I've thought about making an updated version, maybe as a hosted service, if I can come up with something different enough so my old employer can't claim ownership. I did a little test marketing a while back and it didn't go that well, but maybe it just needs more experimentation.
This was the premise behind Spreadsheet.io (founder here). I wrote the xls/xlsx/csv/tsv pipeline parser that converts to JSON. Also wrote a native Excel add-in the embeds a JavaScript runtime / REPL for applying JS scripts against local files. Using scripts to extract, clean up and integrate data, etc.
Currently, it's sitting on my local machine collecting bitrot. Thinking about open sourcing it..

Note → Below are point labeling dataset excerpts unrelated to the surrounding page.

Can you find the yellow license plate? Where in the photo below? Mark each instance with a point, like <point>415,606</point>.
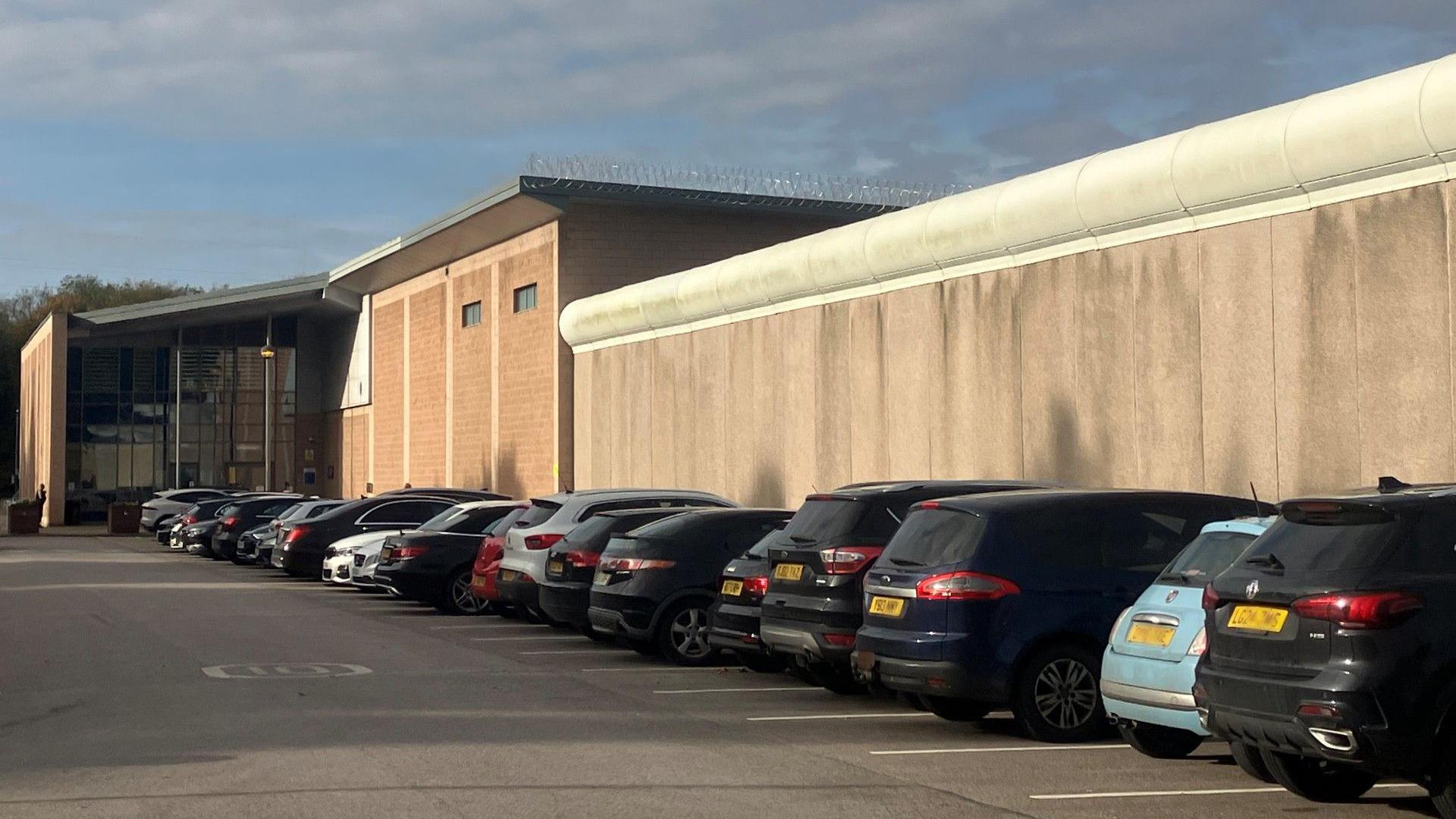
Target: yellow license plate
<point>1258,618</point>
<point>1149,634</point>
<point>887,607</point>
<point>788,572</point>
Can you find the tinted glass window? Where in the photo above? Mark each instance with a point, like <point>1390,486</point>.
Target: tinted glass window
<point>538,513</point>
<point>821,519</point>
<point>935,537</point>
<point>1435,541</point>
<point>1327,537</point>
<point>1141,539</point>
<point>1206,557</point>
<point>500,526</point>
<point>408,512</point>
<point>1063,538</point>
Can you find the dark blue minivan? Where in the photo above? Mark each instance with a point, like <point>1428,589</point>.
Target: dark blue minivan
<point>1008,598</point>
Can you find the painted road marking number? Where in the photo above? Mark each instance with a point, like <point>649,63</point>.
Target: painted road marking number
<point>284,670</point>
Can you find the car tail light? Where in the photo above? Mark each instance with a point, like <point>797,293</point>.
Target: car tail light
<point>848,560</point>
<point>538,542</point>
<point>1360,610</point>
<point>634,563</point>
<point>965,586</point>
<point>582,558</point>
<point>1200,643</point>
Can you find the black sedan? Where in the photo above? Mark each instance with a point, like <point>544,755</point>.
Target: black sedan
<point>300,554</point>
<point>565,594</point>
<point>243,515</point>
<point>433,564</point>
<point>655,583</point>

This sounds exactly like what SheetJS does. Where are the gaps between what patio posted about and what you are asking for? Just the JSON output and working as a service part?
Is such a thing really possible? To convert CSV (flat data) to JSON (hierarchical data) you need to know the hierarchy. When you convert from JSON -> CSV you lose that information, and to get it back converting CSV -> JSON you need some sort of out-of-band schema information. Otherwise you will just end up with "flat" JSON, which is not better than CSV.
Importing spreadsheets with column headings and data rows is bad enough - my biggest struggle is with spreadsheets used as fillable forms. I've spent tons of time working on generalizable tools for extracting this kind of semi-structured data but in the end each group of files requires a lot of custom work.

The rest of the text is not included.